Taufik menyebut dirinya dicecar sekitar 12 pertanyaan oleh penyelidik KPK. Pertanyaan-pertanyaan yang diajukan berfokus pada masalah korporasi dalam kasus suap yang telah menjerat adiknya yang juga mantan anggota DPRD DKI Mohamad Sanusi.
"Itu sih selintas aja (soal suap mantan Presiden Direktur PT Agung Podomoro Land Ariesman Widjaja), prinsipnya itu kan udah selesai. Yang paling (banyak) dengan korporasi," tutur Ketua DPD Gerindra DKI Jakarta tersebut.
Taufik tak menjawab tegas saat disinggung pertemuan dirinya dan sejumlah anggota DPRD DKI, di antaranya Ketua DPRD DKI Prasetyo Edy Marsudi, Sanusi hingga Mohamad Sangaji di rumah Bos PT Agung Sedayu Group Sugianto Kusuma alias Aguan.

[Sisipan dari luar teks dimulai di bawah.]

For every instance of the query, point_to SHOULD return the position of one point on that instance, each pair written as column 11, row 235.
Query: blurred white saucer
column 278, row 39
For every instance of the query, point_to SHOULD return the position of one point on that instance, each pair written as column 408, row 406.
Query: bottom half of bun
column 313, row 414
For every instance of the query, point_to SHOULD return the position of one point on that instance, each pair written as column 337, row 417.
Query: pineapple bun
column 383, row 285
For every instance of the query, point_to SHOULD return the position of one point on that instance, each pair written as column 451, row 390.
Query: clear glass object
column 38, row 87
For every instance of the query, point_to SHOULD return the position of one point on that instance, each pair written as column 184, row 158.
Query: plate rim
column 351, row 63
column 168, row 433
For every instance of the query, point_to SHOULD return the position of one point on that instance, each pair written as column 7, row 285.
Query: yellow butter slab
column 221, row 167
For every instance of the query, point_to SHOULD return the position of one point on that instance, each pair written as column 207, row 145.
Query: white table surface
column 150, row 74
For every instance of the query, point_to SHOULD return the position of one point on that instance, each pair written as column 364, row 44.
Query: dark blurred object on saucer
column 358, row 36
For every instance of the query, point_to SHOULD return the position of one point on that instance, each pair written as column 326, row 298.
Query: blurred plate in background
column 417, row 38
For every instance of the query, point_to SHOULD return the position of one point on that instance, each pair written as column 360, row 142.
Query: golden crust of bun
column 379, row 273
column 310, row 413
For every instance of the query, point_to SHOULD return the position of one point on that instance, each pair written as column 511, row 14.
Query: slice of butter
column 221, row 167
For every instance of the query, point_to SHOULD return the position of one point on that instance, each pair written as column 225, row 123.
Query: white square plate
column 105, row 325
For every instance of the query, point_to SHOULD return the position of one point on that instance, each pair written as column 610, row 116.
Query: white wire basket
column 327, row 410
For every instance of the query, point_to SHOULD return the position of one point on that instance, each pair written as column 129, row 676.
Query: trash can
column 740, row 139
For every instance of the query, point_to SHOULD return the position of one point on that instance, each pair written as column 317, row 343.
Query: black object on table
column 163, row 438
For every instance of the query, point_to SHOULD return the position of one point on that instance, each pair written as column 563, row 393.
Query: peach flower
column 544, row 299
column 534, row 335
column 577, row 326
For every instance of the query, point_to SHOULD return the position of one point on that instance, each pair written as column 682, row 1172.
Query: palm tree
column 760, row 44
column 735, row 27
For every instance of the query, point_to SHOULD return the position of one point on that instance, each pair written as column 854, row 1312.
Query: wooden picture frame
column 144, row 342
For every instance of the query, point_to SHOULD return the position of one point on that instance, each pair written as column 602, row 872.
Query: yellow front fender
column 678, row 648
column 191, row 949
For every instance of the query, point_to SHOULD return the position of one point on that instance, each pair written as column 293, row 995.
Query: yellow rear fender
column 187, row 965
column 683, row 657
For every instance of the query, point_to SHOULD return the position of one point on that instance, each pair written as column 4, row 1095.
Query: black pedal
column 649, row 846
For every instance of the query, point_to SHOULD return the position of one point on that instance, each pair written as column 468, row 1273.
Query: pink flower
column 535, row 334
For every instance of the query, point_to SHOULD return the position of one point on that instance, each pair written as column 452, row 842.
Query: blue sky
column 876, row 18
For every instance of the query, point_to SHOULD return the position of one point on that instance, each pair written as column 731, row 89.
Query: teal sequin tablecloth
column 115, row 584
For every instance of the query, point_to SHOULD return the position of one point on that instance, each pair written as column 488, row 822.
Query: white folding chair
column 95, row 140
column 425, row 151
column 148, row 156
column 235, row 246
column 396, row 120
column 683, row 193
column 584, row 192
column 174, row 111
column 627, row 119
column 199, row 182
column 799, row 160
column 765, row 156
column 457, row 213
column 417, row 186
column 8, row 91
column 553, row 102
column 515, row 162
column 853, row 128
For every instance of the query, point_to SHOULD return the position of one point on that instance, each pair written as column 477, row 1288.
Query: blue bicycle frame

Taufik menuturkan, persoalan pertemuan di rumah Aguan tersebut telah dijawab dalam pemeriksaan sebelumnya yakni saat penyidikan kasus suap Sanusi dan mantan Presiden Direktur PT Agung Podomoro Land Ariesman Widjaja.
"Yah itukan sudah dijawab yang lama. Enggak ini soal keluar-keluarnya izin," kata Taufik.
Selain itu, Taufik juga ditanyakan soal bangunan yang sudah berdiri di pulau reklamasi, apakah melanggar aturan atau tidak. Pasalnya ada sejumlah bangunan yang sudah berdiri di Pulau C dan D.
"Tadi ditanya ke saya, apakah bangunan yang sudah ada itu melanggar atau enggak. Saya bilang bangunan itu harus ada IMB-nya," ujarnya.
Taufik menambahkan bahwa dirinya juga ditanya soal Peraturan Gubernur Nomor 137 Tahun 2017 tentang Panduan Rancang Kota (PRK) Pulau G Hasil Reklamasi Kawasan Strategis Pantai Utara Jakarta.
"Pulau G kan sudah keluar soal panduan, namanya panduan PRK. Itu yang dipertanyakan. Kami kan enggak tahu. itu kan Pergub, Pergub zaman Pak Djarot," pungkasnya.